Heralding a 'Screenshot Protocol' and similar exercises as the fix that will bridge this gap will only serve to distract from the fact that the power of all these little tools and hacks from the crowd of X11 users comes from the 'screenshot' being just one case of 'give me the contents of a specific window and all of its children' or 'composite these windows to an offscreen buffer and send me the results' as the building blocks available to be creative with.
The mechanism approach provides a huge set of possibilities and opens up for experimentation and 'works for me' kind of hacks. The downside is that it surrenders control on the server side and are much harder to make robust.
The policy aproach will only do what both sides agree to, and that agreement has the final say. If you violate this contract, you are to be blamed. However, that contract has to be bikeshedded to near state-space exhaustion and carefully screened for conflicts as more contracts are added to the pile.
The current trajectory is Gnomelanders and Swaylanders and Kwinners and so on continuing to lock down singular uses cases and with political gunplay try to push that as the one solution that will convince a few more bread crumbs. The hand that controls the toolkit will eventually just decide. This will erode the strength of the policy contract.
This has already led to a substantial amount of dissonance -- it turns out that the 'opting-server-side decoration protocol' in the mix had implications for how to interpret the 'subsurface protocol' and the 'redshift gamma protocol' will clash with whatever 'color management protocol' that materialize and so on. To get a feel for how involved such policies become, just read the specification and you will see why no implementation arrives at the same calculation.
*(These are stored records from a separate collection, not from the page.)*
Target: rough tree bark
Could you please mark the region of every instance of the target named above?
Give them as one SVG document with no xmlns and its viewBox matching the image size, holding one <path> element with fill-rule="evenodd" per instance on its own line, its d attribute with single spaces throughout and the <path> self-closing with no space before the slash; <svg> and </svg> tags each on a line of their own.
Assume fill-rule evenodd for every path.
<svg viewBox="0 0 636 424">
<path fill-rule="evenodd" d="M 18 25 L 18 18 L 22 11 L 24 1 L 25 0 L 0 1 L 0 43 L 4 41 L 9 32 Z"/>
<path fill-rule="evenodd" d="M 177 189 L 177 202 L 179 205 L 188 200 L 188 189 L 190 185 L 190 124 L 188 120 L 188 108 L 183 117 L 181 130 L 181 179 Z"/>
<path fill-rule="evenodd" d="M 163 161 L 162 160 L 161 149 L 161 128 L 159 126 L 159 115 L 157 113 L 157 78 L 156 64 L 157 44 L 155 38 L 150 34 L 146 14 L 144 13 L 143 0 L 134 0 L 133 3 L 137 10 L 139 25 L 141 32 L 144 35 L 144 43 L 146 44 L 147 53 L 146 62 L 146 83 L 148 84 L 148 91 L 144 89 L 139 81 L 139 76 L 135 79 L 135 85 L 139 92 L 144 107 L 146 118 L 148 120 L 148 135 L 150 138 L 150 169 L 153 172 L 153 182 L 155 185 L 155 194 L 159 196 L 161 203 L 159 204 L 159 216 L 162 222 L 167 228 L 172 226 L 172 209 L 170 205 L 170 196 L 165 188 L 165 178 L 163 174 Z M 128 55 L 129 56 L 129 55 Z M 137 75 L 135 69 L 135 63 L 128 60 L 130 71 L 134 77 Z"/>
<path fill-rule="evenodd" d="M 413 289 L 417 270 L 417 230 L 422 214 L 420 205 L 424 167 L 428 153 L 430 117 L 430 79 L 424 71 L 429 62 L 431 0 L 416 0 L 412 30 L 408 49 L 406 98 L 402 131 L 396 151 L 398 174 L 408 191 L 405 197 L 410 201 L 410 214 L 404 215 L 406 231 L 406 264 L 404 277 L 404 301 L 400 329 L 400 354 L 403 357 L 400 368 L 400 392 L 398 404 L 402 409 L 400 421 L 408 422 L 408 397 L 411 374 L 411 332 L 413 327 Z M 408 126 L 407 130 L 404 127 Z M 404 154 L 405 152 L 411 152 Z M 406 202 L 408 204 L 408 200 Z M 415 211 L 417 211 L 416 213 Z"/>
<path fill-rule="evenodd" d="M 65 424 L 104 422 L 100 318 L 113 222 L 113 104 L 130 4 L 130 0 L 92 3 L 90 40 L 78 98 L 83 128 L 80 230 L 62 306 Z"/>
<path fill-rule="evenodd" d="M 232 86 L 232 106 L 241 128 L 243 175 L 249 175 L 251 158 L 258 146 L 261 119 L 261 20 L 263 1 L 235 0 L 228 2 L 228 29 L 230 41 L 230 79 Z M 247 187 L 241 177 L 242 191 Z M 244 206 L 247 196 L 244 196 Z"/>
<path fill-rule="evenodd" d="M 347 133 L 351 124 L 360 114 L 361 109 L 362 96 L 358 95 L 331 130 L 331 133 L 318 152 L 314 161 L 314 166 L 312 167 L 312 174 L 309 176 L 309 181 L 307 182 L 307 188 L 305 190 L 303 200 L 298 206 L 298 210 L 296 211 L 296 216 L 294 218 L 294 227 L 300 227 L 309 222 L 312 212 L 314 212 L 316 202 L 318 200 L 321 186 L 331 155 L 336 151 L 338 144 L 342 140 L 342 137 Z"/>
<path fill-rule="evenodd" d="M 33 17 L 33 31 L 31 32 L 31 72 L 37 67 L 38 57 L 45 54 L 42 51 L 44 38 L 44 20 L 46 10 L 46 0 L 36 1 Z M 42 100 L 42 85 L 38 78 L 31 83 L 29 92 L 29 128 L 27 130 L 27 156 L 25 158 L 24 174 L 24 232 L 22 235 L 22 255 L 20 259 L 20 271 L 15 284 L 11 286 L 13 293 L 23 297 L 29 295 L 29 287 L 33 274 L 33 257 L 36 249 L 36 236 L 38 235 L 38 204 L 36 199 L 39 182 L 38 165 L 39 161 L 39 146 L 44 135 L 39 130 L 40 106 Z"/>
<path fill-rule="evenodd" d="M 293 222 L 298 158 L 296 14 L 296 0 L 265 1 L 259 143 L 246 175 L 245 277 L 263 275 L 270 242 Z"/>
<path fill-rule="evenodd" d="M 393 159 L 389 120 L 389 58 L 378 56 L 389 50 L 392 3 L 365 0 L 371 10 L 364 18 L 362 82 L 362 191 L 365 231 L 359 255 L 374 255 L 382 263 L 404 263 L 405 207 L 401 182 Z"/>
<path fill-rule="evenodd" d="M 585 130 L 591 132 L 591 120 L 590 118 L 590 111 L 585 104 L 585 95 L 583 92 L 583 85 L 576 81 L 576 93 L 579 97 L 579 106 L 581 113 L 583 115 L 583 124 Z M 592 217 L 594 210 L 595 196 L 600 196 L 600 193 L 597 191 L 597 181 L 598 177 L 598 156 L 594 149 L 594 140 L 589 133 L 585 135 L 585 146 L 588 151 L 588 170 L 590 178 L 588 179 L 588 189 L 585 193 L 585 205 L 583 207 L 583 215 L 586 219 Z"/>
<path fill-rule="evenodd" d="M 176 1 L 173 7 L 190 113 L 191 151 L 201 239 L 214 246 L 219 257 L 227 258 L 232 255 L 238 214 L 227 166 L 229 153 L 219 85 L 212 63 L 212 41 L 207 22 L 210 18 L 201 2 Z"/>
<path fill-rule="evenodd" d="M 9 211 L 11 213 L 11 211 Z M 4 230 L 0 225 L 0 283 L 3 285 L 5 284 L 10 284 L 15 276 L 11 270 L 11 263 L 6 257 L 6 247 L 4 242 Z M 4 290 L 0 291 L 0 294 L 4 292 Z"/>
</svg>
Take the perspective of a client developer chasing after the tumbleweed of 'protocols' drifting around and try to answer 'what am I supposed to implement and use'? To me it looked like like a Picasso painting of ill-fitting- and internally conflicted ideas. Let this continue a few cycles more and X11 will look clean and balanced by comparison. Someone should propose a desktop icon protocol for the sake of it, then again, someone probably already has.
In Conclusion
This approach will force Wayland to demonstrate its worth through the virtues of its properties alone or by inventing actually compelling features rather than by throwing shade on the elderly; or reimplementing the past through rebranded and traced outlines from shadows cast by grander window managers of yore.
The proposal leaves us with three well-defined paths.
- Wayland lets your own solipsist thiefdoms expand towards the horizon, while trying to save embedded from the Android expanse.
- People that have invested their hearts and souls into the X ecosystem can continue to use their computers without fear of a kernel upgrade leaving them with broken graphics, or a switch of display server paradigm leaving them with an incompatible mental model of how system graphics work, and perhaps, one day, stop whining about Wayland ruining their day and leave the devs alone.
- Arcan lets you play with crazy ideas at a low initial cost. The ones that might revolutionise your world or fail miserably. It will continue to pushing things towards whatever is beyond the Twilight Zone in order to answer profound questions such as 'what happens to productivity if your heartbeat aligns with the blink rate of the cursor' (well that's actually be done since forever and the RESULTS WOULD SHOCK YOU! - but it still illustrates the point).
It might even turn out so well that one of these paths will have a fighting chance against the open desktop being further marginalised as a thin client in the Azure clouded future; nothing more than a silhouette behind unwashed Windows, a virtualized ghost of its former self.